In recent years, there’s been a backlash against the surgery among women opposed to the beauty standards they believe stigmatize labia lengths. The “labia pride” movement dovetails with numerous other feminist efforts to oppose notions of beauty that disempower or otherwise objectify women. In late 2011, the movement led to the “Muff March,” a street protest organized by London’s UK Feminista, specifically in response to the growing popularity of surgical vagina redesigning. The Large Labia Project, a site that is very NSFW, btw, invites women to send commentary along with pictures of their labia, where site administrators assure subjects their vaginas are both normal and beautiful. And the New View Campaign, which proclaims its mission to be simply “challenging the medicalization of sex,” has organized a broad range of international conferences and political actions that pushback against the growth of cosmetic gynecology.

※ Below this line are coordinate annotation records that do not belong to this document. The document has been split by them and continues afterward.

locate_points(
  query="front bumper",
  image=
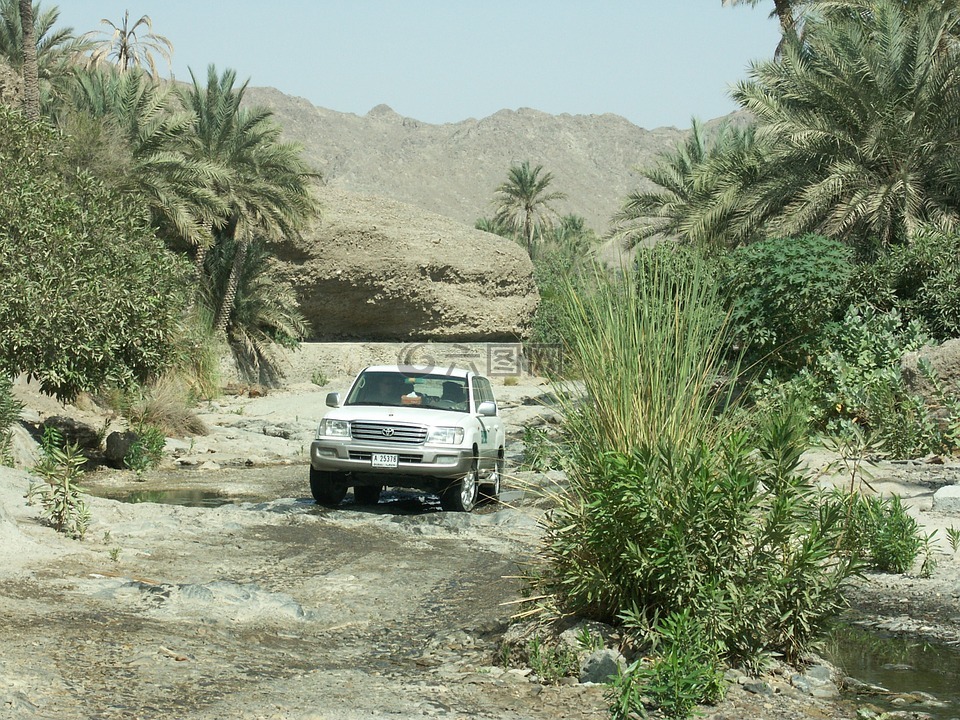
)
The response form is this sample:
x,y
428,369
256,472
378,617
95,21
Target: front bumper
x,y
423,460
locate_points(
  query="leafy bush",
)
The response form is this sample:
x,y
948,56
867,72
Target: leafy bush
x,y
782,292
920,280
10,409
88,295
880,529
856,378
147,450
685,672
60,468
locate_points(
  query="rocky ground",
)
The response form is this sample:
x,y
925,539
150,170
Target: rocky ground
x,y
268,606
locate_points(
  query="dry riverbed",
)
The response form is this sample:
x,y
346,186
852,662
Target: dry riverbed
x,y
268,606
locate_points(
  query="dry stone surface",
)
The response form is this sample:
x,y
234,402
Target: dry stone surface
x,y
380,270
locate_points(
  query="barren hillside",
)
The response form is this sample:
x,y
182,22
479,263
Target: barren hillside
x,y
453,169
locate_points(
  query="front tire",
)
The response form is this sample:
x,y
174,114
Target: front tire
x,y
328,488
490,489
461,495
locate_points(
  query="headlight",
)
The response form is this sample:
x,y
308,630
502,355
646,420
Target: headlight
x,y
333,428
446,436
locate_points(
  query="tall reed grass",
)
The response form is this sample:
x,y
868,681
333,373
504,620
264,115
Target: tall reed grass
x,y
648,347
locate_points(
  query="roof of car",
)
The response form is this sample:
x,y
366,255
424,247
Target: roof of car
x,y
421,370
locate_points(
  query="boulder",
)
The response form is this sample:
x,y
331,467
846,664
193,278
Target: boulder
x,y
378,270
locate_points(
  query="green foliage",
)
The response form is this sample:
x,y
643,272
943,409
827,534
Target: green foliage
x,y
60,468
88,295
685,672
855,377
722,544
648,348
550,662
698,191
953,537
265,314
880,529
10,409
147,450
783,292
920,280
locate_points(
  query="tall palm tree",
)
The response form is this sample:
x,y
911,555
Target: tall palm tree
x,y
696,198
31,76
176,186
266,312
859,122
53,49
788,12
265,185
523,203
130,46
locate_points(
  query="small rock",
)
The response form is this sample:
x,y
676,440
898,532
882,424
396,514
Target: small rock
x,y
602,666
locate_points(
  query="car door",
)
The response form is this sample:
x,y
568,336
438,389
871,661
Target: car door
x,y
491,425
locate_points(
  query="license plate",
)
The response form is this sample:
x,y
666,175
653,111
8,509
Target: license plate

Is there really any surprise that labiaplasty is growing in a period when popular media and culture keep cranking up the crazy about what women should do to their vaginas? Recent suggestions have included giving your vulva a facial, feeding it breath mints, getting it high and – per Gwyneth Paltrow – steaming it clean, because obviously, that thing is just toxic. Capitalism relies on insecurity as a profit driver, and this is yet another example that proves that rule. And really, who among us has fully avoided buying into the smoke and mirrors of media manipulation and cultural notions of what is and isn’t beautiful? The reality is, for some women, labiaplasty has made all the difference between a life of chronic anxiety and doubt and one of pleasure and confidence. As Harper told me when I spoke to her, “If there’s something about the way you look there that’s making you feel not sexy, there are things you can do about it. If you’re stopping guys from going down on you because you’re scared they’re gonna be weirded out, research the surgery. Because you’re missing out on something.” In other words, do you. “You’re never gonna have a [vagina] like the girls in the dirty movies. Forget that. And mine doesn’t look like that. But to me now, it’s beautiful.”